Top 10% Hold 57% Of National Income 

The World Inequality Report 2022 released by Paris-based World Inequality Lab, a global research initiative, pegs India to be among a poor and very unequal country, with an affluent elite, where the top 10% holds 57% of the total national income while the bottom 50 per cent's share is just 13% in 2021. The report also flagged a drop in global income during 2020, with about half of the dip in rich countries and the rest in low-income and emerging regions. This is attributed primarily due to the impact of "South and Southeast Asia and more precisely" India.

                            The inequality in India is even more stark when it came to wealth.
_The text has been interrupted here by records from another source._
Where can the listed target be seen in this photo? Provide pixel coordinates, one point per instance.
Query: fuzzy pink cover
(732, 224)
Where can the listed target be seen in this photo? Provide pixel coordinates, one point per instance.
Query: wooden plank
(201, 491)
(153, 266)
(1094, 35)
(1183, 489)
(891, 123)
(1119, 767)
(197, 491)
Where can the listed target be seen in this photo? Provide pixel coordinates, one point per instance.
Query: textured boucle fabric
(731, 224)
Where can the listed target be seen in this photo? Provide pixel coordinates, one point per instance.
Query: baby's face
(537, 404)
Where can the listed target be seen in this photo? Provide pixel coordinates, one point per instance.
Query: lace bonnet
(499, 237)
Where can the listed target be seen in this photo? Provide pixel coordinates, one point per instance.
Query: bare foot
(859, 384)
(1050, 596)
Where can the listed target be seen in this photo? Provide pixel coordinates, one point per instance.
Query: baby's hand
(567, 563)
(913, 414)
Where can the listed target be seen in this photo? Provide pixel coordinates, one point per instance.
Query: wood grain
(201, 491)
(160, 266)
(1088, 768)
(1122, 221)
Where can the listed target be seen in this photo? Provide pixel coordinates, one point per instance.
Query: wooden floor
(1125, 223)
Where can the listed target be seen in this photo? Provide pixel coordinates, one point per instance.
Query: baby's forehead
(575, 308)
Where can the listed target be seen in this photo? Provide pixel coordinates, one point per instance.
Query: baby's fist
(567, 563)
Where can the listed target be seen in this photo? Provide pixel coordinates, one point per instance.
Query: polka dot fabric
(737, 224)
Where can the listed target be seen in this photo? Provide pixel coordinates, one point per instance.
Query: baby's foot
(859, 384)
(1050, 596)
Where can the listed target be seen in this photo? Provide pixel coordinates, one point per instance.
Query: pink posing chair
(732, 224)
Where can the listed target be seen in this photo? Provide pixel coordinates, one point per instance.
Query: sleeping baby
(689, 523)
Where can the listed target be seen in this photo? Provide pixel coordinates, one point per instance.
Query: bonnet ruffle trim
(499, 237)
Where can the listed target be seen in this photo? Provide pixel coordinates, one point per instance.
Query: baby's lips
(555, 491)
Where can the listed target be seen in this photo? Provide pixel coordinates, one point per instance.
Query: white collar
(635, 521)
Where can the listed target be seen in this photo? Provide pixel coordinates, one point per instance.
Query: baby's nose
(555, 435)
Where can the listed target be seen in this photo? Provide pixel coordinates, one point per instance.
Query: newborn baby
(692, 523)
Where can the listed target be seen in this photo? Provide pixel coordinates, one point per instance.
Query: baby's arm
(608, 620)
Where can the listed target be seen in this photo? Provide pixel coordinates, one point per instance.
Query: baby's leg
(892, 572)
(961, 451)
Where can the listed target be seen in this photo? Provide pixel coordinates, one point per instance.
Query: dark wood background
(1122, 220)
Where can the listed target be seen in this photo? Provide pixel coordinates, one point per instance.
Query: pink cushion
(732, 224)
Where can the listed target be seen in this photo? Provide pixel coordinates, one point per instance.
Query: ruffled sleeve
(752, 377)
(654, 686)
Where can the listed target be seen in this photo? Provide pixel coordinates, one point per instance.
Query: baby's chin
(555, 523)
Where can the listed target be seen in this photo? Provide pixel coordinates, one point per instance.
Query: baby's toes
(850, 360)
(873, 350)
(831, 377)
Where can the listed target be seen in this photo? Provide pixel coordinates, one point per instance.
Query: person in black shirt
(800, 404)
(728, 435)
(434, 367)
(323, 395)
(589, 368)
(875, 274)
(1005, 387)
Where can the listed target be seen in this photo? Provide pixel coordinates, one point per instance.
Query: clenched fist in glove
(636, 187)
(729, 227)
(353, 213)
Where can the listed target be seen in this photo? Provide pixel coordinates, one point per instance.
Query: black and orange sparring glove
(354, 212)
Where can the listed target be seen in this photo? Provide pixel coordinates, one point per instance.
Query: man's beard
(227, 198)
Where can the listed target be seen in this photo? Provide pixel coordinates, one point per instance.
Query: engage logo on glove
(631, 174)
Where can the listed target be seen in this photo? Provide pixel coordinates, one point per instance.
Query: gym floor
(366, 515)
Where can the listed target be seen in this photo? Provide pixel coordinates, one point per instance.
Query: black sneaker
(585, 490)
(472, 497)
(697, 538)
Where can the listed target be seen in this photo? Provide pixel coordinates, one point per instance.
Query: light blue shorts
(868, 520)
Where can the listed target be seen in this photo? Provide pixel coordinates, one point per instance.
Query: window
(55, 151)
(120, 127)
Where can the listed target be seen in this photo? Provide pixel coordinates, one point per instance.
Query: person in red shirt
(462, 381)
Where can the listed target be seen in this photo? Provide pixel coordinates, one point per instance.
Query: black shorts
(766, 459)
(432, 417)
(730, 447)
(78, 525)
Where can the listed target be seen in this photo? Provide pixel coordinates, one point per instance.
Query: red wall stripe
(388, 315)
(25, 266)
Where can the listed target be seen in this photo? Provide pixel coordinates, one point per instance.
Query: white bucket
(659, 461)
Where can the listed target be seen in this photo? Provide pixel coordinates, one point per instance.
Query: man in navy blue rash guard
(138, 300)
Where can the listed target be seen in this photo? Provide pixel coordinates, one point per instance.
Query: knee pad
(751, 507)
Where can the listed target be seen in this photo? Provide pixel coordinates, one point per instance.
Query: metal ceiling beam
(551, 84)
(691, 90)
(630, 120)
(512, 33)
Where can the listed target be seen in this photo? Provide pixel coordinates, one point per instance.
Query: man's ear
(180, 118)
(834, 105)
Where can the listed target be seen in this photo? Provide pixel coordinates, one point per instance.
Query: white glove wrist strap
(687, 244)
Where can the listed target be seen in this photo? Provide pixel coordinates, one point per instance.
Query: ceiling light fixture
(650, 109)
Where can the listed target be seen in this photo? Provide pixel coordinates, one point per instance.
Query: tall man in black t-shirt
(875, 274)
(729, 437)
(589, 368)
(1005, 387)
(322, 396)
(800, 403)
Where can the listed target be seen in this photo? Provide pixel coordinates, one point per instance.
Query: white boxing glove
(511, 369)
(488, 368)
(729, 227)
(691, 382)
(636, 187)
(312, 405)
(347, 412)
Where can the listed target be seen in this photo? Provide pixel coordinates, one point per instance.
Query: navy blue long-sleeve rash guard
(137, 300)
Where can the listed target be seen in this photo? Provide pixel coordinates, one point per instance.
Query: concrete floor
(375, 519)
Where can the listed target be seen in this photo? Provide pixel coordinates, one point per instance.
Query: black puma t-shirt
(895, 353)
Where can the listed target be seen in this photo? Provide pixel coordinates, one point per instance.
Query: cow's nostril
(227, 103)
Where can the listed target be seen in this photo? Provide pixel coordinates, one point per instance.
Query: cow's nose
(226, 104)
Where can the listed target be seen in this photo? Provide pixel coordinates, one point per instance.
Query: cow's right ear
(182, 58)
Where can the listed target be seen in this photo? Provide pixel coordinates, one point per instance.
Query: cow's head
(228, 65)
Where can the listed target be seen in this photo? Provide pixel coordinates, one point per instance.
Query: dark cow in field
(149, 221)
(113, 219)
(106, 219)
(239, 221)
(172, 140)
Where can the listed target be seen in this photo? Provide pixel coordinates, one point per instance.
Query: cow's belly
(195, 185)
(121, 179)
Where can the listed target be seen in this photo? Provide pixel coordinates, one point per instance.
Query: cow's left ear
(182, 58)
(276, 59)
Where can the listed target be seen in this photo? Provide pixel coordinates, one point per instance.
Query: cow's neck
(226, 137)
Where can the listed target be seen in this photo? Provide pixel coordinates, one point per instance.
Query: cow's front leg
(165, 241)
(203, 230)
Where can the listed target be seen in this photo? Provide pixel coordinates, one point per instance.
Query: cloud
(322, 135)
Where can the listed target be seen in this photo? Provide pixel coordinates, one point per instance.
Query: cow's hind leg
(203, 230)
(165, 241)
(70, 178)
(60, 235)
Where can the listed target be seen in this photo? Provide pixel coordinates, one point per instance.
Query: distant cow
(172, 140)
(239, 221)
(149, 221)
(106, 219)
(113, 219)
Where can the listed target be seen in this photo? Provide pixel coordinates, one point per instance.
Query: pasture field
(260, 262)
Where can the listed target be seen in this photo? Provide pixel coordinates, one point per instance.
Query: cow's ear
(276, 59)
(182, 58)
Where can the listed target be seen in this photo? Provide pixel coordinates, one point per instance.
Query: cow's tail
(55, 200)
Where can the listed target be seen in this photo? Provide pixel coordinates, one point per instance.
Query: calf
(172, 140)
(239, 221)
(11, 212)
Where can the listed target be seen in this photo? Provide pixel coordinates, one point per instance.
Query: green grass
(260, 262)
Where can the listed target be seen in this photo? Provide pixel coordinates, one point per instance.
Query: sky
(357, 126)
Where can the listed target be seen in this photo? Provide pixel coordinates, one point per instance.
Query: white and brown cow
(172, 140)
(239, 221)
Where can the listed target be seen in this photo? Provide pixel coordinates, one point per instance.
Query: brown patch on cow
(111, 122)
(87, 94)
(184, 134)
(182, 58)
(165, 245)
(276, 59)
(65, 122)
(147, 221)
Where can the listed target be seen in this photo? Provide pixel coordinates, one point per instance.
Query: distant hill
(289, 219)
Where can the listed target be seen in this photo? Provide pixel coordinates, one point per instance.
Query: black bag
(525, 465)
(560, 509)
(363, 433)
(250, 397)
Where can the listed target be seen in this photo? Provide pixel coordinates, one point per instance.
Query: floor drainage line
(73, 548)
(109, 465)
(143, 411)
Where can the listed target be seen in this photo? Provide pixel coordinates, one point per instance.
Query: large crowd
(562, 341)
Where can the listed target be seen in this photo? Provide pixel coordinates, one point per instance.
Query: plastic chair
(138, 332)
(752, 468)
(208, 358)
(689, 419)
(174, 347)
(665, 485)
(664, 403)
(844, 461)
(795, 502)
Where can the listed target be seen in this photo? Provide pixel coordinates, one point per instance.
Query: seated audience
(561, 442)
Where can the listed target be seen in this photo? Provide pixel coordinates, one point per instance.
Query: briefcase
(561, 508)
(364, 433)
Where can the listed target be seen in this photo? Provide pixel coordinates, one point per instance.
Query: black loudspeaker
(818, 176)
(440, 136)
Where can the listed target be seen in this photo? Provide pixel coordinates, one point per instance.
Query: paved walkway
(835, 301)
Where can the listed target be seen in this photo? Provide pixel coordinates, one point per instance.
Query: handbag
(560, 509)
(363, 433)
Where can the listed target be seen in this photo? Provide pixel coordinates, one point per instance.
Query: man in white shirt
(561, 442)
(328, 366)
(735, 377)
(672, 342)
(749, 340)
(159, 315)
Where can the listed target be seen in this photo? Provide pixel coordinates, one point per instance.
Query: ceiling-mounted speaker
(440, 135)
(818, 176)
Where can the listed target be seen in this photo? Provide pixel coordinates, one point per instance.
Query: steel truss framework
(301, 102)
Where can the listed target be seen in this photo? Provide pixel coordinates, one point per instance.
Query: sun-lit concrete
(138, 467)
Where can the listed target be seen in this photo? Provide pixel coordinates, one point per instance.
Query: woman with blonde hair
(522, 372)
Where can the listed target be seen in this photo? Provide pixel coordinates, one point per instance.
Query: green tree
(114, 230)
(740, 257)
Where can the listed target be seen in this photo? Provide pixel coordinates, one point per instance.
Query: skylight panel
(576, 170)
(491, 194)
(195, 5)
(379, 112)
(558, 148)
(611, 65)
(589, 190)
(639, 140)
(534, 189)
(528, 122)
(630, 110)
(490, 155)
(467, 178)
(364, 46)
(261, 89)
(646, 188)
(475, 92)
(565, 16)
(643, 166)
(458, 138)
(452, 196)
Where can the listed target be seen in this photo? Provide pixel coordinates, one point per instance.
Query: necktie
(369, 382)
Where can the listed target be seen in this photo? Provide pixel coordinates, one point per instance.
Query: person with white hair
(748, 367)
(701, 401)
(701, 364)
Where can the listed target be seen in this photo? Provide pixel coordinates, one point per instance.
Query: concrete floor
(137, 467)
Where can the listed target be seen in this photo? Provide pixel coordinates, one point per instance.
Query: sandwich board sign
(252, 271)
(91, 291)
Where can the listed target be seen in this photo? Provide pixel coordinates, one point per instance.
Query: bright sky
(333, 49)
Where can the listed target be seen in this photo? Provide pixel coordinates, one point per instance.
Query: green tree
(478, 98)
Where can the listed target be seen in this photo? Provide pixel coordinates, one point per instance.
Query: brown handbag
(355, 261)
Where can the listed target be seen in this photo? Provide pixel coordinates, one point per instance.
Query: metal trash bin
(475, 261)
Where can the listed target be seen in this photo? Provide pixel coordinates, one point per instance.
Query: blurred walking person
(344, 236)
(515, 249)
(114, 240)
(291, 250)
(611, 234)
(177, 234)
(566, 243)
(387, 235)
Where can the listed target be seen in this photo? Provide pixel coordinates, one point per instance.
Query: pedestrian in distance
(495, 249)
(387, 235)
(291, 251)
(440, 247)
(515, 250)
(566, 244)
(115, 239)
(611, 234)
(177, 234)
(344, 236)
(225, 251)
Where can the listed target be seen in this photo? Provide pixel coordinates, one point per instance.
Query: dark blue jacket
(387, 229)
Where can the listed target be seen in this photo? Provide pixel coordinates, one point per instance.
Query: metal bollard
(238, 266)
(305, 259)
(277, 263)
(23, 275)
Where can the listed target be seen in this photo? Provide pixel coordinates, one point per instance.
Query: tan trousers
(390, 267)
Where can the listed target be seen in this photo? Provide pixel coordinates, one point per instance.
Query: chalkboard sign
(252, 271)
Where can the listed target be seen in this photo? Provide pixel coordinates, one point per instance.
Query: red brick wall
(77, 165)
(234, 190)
While the average wealth of an Indian household is worth ₹9,83,010, the report said the bottom 50% of the country's population own "almost nothing", with an average wealth of ₹66,280. The middle class is relatively poor, owning 29.5% of the total wealth of the country. The wealthiest 1% population of India alone owns 33% of the country's total wealth.

                            The richest 10% of the global population currently takes 52% of global income, whereas the poorest half of the population earns 8% of it. These averages mask wide disparities both between and within countries. MENA (Middle East and North Africa) is the most unequal region in the world, Europe has the lowest inequality level.

                            The covid-19 pandemic and the economic crisis that followed hit all world regions, but it had them with varying intensity. Since the mid 1980s, deregulation and liberalization policies have led to one of the most extreme increases in income and wealth inequality in the world. In a way inequality in India has widened compared to British rule. The report said that India's female labour income share of 18% in 2021 was one of the lowest in the world. However, there has been an increase of more than 8 percentage points since 1980 in India's female labour income share. The report meant that despite economic catch up and strong growth in the emerging countries, the world remains particularly unequal today.